I've opened issue here https://github.com/carllerche/mio/issues/427 but it seems that Rust programs itself getting more memory than expected.
For example this very very basic 2 thread program getting 480KB memory. Which is really huge for this.
How can I get information about why Rust programs is using more memory only for initialization.
P.S. Interesting part is that that memory is not growing during the execution, because for awesome Rust type system, but I'm worried why I need to allocate that match memory for a simple program.
The last time I've checked, I failed to find a simple way to configure the main thread's stack size, so I just spawned a child thread with the necessary stack size (I needed huge stacks though, not the small ones).
Do you really need to tweak stack size though? My understanding is that most OSes are using demand paging anyway. Also it can be useful if you specify how exactly do you measure memory consumption.
I'm building static library with specific TCP protocol based on MIO, which should be integrated using C interface to Mobile, Desktop app and server side services. So for me memory usage is critical, I liked Rust's memory management model that's why I started doing library with Rust.
But it seems MIO is eating a lot of memory. I'm thinking of switching to C libuv
Event if threads are created with small stacks? This needs some investigation to verify and fix. I've subscribed to the mio issue, it sounds interesting
Using Thread size limit, now I'm getting 8.7mb memory (prev. 9.3mb), it's not so big difference compared to libuv's 380kb memory usage
Will check this out https://github.com/sorear/libuv-rs and will come back with results.
In general, stack space is why co-operative multi-tasking (like goroutines) is preferred for this kind of IO bound networking task. I suggest you create a fixed size thread pool and use an event based architecture and nonblocking IO. The idea is the event que represents pending actions, and is the only blocking call in the program, so threads block on reading an empty event queue. Whenever you do IO you want to save a continuation so that the IO completion event contains the necessary information to continue this task later, then take the next event from the queue to process. This kind of multi-tasking runs optimally with one thread per core (or 2 per core with hyperthreading), so on an i7 with 8 virtual cores, you would need a max of 8 threads, and therefore 16M for 8 full size stacks. Using any more than this is being wasteful of memory because the CPU cannot really do more than 8 things at one time. You could of course do this and reduce stack size, but you risk a runtime stack overflow if you make them too small.
One question, what would be the best way to get a continuation in Rust to pass to the IO request?
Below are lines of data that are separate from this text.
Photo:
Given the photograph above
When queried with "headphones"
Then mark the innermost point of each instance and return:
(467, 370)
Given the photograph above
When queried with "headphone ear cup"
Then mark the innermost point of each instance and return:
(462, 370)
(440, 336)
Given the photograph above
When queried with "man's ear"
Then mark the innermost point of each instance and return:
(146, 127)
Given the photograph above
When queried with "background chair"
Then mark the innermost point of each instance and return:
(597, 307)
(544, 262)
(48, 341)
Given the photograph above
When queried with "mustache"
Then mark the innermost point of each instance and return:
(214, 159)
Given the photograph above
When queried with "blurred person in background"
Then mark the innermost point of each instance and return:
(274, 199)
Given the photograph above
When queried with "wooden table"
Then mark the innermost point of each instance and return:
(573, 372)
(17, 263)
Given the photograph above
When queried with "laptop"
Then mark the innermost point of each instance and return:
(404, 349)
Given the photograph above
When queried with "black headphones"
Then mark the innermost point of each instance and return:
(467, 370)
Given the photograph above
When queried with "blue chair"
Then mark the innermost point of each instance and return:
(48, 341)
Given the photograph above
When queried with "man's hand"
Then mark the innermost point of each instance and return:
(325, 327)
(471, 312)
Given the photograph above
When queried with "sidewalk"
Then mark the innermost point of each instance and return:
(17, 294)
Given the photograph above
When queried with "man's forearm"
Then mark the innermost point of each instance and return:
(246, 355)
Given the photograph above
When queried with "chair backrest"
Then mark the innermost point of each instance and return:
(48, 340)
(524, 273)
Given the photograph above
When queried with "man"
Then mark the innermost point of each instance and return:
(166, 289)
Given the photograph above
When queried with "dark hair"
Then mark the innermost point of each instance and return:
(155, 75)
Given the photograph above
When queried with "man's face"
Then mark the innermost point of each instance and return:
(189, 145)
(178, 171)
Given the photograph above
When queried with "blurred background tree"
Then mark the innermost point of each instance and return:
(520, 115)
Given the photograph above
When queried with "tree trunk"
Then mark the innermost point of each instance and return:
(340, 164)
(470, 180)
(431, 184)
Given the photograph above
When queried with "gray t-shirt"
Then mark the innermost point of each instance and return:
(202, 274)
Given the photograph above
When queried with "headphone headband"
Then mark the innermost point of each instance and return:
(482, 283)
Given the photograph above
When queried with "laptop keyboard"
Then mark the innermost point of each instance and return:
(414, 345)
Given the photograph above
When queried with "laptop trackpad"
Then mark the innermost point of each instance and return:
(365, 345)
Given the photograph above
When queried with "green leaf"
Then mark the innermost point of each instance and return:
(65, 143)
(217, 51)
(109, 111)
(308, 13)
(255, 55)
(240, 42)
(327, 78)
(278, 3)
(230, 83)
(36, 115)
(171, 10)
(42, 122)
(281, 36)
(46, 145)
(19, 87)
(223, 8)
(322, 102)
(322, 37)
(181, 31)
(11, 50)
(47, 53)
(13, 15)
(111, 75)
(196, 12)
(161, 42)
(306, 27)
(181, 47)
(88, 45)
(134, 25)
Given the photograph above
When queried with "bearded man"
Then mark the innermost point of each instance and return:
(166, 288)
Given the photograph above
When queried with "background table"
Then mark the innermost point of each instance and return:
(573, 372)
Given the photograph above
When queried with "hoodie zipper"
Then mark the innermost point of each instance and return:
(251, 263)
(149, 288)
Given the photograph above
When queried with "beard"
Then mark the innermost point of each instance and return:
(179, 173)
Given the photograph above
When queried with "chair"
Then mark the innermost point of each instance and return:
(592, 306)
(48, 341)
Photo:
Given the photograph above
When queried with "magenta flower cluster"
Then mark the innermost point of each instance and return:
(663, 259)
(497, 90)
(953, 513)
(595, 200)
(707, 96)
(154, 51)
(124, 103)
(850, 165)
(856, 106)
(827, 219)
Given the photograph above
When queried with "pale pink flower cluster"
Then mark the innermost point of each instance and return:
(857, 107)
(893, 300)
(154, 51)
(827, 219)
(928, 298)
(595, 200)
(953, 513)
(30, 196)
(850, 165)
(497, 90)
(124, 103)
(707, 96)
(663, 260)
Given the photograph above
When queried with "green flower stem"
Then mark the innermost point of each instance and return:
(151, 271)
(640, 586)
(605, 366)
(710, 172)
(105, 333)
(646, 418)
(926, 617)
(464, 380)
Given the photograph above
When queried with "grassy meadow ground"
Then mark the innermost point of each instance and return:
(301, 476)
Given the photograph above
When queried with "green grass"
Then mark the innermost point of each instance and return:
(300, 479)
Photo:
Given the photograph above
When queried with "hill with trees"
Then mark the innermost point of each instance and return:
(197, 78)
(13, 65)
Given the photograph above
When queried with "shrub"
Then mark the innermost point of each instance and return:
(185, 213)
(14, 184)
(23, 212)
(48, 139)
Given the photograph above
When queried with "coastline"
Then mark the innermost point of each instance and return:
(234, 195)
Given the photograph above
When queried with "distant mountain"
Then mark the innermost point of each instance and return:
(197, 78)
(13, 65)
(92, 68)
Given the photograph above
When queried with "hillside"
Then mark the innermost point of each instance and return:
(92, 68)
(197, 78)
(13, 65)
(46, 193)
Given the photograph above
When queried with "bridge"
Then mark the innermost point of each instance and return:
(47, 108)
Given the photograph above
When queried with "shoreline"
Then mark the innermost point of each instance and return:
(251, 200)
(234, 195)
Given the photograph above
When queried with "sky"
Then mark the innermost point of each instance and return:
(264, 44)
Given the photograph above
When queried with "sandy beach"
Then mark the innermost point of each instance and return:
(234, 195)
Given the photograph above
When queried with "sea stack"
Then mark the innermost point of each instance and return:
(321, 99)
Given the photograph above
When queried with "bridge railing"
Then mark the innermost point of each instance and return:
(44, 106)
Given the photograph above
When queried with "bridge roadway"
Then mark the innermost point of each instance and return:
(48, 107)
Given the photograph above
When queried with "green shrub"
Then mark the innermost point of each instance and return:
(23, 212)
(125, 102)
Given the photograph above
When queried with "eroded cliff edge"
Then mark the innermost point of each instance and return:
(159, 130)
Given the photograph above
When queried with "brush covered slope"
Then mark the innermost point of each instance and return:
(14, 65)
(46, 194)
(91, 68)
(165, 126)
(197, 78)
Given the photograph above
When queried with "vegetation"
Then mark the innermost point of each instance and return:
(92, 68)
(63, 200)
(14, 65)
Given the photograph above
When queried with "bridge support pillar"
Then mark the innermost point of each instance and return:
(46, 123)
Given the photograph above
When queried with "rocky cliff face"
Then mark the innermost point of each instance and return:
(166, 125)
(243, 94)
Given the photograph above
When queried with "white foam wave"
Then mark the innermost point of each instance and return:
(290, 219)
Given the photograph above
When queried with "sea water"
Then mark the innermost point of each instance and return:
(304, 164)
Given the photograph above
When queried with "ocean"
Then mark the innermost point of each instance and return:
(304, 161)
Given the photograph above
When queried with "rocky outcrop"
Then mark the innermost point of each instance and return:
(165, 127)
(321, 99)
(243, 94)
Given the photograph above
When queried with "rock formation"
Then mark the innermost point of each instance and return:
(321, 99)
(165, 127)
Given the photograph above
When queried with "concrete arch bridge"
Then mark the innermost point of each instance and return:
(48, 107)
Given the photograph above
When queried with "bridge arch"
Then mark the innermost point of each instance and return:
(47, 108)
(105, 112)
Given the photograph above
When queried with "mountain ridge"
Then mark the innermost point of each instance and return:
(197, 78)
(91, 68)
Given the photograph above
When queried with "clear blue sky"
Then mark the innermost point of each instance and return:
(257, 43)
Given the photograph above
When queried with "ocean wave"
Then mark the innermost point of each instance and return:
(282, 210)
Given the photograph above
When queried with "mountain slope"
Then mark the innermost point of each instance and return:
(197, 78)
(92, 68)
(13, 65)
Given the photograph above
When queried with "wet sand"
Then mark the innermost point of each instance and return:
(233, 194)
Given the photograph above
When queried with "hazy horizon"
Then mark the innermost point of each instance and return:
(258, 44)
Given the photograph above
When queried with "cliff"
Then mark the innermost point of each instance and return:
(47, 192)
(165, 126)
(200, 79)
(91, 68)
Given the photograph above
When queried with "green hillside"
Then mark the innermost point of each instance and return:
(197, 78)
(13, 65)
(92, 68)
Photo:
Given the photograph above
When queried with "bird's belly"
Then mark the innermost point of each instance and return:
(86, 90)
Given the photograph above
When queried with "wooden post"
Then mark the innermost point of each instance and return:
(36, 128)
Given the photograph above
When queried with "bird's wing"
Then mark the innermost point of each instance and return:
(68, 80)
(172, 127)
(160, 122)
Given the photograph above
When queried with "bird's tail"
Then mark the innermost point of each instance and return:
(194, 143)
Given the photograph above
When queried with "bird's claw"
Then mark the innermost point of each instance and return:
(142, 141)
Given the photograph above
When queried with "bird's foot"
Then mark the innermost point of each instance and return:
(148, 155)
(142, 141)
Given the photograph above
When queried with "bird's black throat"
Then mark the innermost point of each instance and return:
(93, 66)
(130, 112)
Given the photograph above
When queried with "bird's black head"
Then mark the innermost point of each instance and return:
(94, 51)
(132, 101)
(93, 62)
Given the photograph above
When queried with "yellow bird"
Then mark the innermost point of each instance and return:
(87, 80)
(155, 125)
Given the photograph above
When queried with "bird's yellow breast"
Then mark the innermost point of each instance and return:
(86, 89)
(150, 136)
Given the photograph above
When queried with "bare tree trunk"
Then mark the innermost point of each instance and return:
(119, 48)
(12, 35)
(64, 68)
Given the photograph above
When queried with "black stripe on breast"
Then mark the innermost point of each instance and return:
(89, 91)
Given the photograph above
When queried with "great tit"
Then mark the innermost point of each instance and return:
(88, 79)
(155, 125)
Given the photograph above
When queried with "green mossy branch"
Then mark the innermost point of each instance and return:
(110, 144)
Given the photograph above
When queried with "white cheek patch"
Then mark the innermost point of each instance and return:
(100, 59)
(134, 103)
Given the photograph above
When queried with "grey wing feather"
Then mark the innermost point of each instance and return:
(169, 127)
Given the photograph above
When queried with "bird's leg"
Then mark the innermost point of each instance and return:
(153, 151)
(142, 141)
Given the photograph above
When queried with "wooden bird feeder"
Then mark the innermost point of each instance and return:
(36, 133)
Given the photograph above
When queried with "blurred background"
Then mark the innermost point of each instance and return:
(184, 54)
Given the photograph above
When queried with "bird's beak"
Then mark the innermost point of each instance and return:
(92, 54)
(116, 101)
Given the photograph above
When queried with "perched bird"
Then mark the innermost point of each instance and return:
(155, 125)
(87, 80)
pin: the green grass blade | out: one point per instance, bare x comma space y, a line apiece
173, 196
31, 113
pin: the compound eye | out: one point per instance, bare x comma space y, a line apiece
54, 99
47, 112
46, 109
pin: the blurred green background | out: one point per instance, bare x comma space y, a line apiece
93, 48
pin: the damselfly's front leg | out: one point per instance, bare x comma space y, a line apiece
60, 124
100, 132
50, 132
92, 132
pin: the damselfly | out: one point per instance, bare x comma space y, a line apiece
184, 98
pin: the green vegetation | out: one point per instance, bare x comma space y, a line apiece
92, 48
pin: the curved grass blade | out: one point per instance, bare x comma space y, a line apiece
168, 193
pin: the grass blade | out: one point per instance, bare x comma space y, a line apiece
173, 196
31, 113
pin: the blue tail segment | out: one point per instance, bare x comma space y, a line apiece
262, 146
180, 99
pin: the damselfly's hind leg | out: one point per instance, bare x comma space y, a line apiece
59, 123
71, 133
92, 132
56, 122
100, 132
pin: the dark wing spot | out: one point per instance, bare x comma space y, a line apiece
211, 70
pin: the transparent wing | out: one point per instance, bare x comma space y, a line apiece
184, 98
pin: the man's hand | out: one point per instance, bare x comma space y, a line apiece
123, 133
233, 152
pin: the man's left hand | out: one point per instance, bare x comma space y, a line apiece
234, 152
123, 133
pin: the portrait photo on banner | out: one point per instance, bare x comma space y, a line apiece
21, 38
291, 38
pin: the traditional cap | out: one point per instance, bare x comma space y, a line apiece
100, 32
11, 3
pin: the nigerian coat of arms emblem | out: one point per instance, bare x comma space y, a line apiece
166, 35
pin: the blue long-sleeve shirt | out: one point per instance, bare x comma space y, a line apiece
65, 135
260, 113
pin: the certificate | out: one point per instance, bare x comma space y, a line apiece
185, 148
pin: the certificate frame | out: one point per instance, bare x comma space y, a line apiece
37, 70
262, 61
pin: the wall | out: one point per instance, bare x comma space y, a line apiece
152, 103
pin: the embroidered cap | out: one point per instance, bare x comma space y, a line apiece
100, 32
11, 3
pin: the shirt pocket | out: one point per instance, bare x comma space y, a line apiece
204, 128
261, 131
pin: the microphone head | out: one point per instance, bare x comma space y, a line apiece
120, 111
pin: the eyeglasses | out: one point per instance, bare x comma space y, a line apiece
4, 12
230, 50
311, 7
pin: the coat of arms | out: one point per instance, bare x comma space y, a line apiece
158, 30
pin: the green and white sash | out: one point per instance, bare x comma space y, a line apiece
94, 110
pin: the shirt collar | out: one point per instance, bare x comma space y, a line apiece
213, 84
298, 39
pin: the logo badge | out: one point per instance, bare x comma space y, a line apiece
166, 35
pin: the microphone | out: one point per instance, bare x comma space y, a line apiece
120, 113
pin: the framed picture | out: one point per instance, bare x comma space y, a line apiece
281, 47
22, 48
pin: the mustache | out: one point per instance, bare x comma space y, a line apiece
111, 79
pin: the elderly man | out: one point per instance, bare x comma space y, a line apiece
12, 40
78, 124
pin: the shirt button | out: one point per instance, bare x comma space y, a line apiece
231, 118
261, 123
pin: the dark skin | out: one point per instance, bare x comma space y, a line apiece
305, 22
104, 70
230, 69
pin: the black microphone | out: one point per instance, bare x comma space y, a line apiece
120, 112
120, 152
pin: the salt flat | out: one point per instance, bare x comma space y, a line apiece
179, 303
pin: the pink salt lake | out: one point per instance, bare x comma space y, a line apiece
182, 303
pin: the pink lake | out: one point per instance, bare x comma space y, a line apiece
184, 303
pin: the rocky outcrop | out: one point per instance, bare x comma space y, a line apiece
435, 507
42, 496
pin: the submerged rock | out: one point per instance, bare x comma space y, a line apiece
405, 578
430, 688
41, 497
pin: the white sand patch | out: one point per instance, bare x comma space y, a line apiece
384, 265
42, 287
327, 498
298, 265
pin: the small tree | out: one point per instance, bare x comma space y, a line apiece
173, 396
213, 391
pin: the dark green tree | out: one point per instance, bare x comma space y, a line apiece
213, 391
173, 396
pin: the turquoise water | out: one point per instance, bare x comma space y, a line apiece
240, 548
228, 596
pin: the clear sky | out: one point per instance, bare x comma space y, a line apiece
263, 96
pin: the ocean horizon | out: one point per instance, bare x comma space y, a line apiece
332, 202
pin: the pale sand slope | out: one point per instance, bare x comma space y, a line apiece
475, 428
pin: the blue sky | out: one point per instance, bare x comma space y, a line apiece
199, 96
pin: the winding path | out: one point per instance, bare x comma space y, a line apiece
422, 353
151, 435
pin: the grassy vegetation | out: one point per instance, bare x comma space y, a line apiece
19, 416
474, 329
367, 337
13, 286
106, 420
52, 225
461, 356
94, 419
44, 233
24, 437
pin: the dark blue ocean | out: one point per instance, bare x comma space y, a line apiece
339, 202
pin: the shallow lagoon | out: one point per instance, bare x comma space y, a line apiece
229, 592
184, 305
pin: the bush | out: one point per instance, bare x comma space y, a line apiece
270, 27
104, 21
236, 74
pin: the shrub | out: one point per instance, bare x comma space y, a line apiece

In Rust implementation I know only MIO which is providing non-blocking io over network operations and channels.
I'm already using MIO GitHub - tokio-rs/mio: Metal I/O library for Rust. for making Non-Blocking async IO, but by default it running only in one thread, so now I'm trying to run multiple event loops to provide multicore performance.
Above you said MIO was using a lot of memory, and this is resolved by reducing stack space. This would suggest MIO is using threads internally. As one of the points of using nonblocking IO is to increase concurrency, this seems to be a problem. The kernel can provide asynchronous requests without requiring lots of threads (the kernel uses interrupts) so the problem would appear to be MIO itself. You need an async library that passes the continuation to the kernel, rather than using lots of user space threads for the concurrency.
So are you saying MIO wasn't responsible for the large memory usage in the above use-case, as the program using the library appears to be single threaded? The reduction in memory usage when stack size is reduced clearly points to a large number of threads running.
Why is MIO using timers? Is in polling something? With async IO you simply need to register the continuation function with the kernel and return to the main event loop (or without continuations return to the event loop and wait for events, including IO completion events).